2nd Lt. Evon Delisle, a biomaterials research scientist, tests the strength of muskox hair at the Air Force Research Laboratory's Materials and Manufacturing Directorate, Wright-Patterson Air Force Base, Ohio.

2nd Lt. Evon Delisle, a biomaterials research scientist, tests the strength of muskox hair at the Air Force Research Laboratory's Materials and Manufacturing Directorate, Wright-Patterson Air Force Base, Ohio. U.S. Air Force / Jonathan Taulbee

DARPA seeks AI-powered ‘autonomous scientist’ to help researchers

The agency wants to do for scientists what AI code generators have done for programmers.

DARPA wants an AI-powered “autonomous scientist” that can help human researchers sort through and develop new working theories, and it's offering up to $1 million to companies that can help.

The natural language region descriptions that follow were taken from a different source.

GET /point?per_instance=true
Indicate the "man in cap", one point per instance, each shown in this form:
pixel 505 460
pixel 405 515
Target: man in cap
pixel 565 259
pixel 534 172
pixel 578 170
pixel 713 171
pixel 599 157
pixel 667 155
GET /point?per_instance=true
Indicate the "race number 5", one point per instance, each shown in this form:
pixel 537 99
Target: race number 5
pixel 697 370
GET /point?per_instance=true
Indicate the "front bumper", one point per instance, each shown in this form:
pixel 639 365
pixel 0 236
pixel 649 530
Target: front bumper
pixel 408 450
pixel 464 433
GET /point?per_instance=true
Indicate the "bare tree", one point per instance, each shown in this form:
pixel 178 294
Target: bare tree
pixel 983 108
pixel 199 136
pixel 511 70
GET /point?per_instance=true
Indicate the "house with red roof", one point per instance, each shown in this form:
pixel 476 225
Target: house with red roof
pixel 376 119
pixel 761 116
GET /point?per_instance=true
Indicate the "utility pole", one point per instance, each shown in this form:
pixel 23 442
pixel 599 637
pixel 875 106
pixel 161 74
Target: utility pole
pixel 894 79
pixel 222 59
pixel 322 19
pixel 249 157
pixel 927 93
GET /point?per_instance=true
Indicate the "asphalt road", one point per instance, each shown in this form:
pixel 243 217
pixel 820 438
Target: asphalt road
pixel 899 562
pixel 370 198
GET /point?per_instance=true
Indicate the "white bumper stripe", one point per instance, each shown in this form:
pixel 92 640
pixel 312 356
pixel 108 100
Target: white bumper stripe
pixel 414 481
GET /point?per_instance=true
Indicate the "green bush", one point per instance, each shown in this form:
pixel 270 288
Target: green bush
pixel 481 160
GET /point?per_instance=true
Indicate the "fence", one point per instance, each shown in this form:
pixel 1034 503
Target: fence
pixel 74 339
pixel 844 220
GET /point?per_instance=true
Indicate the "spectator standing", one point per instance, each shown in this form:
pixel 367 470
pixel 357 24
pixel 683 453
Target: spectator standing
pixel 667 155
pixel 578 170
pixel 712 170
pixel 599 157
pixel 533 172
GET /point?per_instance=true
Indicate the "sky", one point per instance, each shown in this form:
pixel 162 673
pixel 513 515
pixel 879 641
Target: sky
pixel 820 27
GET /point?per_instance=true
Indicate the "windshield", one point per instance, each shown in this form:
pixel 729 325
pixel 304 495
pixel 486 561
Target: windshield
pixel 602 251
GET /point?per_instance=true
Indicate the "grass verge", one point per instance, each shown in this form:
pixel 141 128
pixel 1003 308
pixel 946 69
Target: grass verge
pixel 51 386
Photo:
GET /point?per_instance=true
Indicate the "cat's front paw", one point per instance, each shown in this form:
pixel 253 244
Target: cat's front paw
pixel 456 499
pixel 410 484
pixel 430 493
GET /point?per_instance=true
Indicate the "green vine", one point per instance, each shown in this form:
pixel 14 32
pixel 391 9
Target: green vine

“What we're trying to do is replicate the success that we've seen for automatic code generation,” Alvaro Velasquez, DARPA’s program manager for Foundation Models for Scientific Discovery, told Nextgov/FCW, Defense One sister publication. “Right now, software engineers and coders enjoy these tools from OpenAI and Microsoft that help automate the generation of code. We would like to come up with a tool that helps automate the process of scientific discovery.”

Ideally, DARPA’s autonomous scientist will be creative and learn to generate unique scientific hypotheses that take into account advanced aspects of experiments — like scaling and trimming costss — as well as providing skeptical reasoning. In its offer, which was released earlier this month, DARPA officials say that the final product should be “at least 10X better in scalability (problem size, data size etc.) and also in time efficiency.”

Velasquez reiterated that the autonomous scientist is a tool to help human researchers in both technical and creative ways.

“This is not meant to replace the human scientist,” he said. “This is meant to act as an aid to sort of automate the process of generating useful hypotheses and such.” 

Use cases for DARPA’s intended autonomous scientists are diverse. Some examples include applying the AI tool to research in climate modeling and materials discovery. The domain Velasquez cites in the contract is using the autonomous scientist to aid in protein folding in computational biology experiments. 

Proposals should aim not to just train an autonomous scientist to learn the vast data inputs required for advanced generative output, but to extrapolate novel and unique hypotheses to test based on the scientific parameters within various disciplines. 

DARPA’s autonomous scientist work is exploratory. Constructing foundational AI models –– large machine learning algorithms trained on large volumes of data that can handle diverse commands –– is a field still in its infancy, Velasquez said. DARPA is overseeing several other AI exploratory efforts, part of the agency’s larger Artificial Intelligence Exploration grant and contract opportunities. 

Should the autonomous-scientist effort produce a safe and useful AI tool, the winning foundational models could be used to solve other challenges at DARPA and beyond. Velasquez said that he would love to see it used by other government research institutions, such as the Air Force Research Lab and the Naval Research Lab. 

“I would love to see this in every government service lead if we are successful,” he said. “I envision that someday, all scientists will have an autonomous co-scientist helping them along the way.”